A innervosire gli investitori la convinzione che la banca centrale non abbia fretta di allentare ulteriormente la propria politica monetaria. D‘altra parte, si fa strada anche la preoccupazione che un ulteriore indebolimento dello yuan potrebbe penalizzare le aziende importatrici.

Elementi che segnalano come la fiducia tra gli investitori resti fragile, nonostante una serie di misure da parte delle autorità abbiano stabilizzato un po’ il mercato dopo le pesanti perdite registrate a giugno e a luglio.

Dopo la modesta ripresa registrata dai dati dei prezzi delle case di luglio, le prese di profitto hanno accelerato nell‘ultima parte della seduta.

La borsa di Shanghai ha quindi chiuso in calo del 6,1%, archiviando la seduta peggiore dal 27 luglio e interrompendo una striscia positiva che durava da tre giorni.

L‘indice CSI300, che raggruppa le principali società quotate a Shanghai e Shenzen ha lasciato sul terreno il 6,2%. Entrambi gli indici hanno registrato un aumento della volatilità nella seconda parte della seduta.

A detta degli operatori, ad agitari gli animi è stata una enorme iniezione di liquidità operata dalla banca centrale cinese tramite la quotidiana operazione di rifinanziamento, interpretata come un segno che l‘istituto non sia per il momento intenazionato a nuovi interventi espansivi di politica monetaria.

La mossa della Pboc (People Bank of China), che ha iniettato nel sistema la cifra più consistente da sei mesi a questa parte, ha alimentato i timori di una riduzione della liquidità sul mercato, legata alla fuoriuscita di capitali dal Paese.

Secondo Minsheng Securities, tra luglio ed agosto 800 miliardi di yuan, pari a 125 di dollari, hanno lasciato Pechino.

Secondo un operatore, il calo degli indici azionari è stato in parte innescato da un‘analisi finanziaria, pubblicata nella serata di lunedì - e ampiamente circolata in giornata sulla piattaforma di messaggistica WeChat - in cui si afferma che le programmate riforme del settore delle aziende di Stato non porteranno benefici alle azioni delle società in questione.

Nella prima parte della seduta, inoltre, ad alimentare la pressione sull‘azionario cinese era stato l‘indebolimento dello yuan sul dollaro, elemento che ha ridato spazio ai timori che Pechino sia intenzionata ad operare una svalutazione più consistente della propria valuta, nonostante le dichiarazioni della Pboc, per la quale non c‘é ragione al momento per un’ ulteriore discesa dello yuan.
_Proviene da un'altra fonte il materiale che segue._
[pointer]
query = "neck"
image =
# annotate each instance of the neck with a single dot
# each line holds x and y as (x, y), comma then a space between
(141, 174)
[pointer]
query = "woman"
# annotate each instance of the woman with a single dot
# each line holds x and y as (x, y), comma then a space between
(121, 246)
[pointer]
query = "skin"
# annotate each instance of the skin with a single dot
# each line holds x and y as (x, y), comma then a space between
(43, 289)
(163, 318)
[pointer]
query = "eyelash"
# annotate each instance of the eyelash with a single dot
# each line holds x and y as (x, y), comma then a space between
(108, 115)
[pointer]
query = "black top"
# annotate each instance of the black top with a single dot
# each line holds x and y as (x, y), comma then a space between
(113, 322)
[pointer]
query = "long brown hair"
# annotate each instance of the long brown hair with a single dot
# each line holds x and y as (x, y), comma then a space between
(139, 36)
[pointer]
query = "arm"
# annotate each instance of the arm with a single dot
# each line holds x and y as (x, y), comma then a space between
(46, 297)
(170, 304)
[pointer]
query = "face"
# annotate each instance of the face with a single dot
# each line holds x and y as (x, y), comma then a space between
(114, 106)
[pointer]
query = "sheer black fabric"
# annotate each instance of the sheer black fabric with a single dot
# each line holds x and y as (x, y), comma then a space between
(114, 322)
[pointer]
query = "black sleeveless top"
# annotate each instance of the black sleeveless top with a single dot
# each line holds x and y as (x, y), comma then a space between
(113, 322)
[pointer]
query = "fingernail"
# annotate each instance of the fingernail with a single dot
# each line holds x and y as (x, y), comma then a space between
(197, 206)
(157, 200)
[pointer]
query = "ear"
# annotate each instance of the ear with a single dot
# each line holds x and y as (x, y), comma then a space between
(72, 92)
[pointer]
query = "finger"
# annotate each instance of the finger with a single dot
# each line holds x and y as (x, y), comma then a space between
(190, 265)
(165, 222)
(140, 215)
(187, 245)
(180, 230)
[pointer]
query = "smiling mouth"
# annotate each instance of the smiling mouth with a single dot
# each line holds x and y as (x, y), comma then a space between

Quest‘ultimo ha poi terminato la seduta invariato.

Tali preoccupazioni hanno colpito le società attive nell‘importazione di beni e quelle indebitate in valuta Usa, tra cui quelle delle compagnie aeree nazionali, per le quali la svalutazione significa un aumento dei costi del carburante, anche se le vendite hanno comunque interessato tutti i comparti.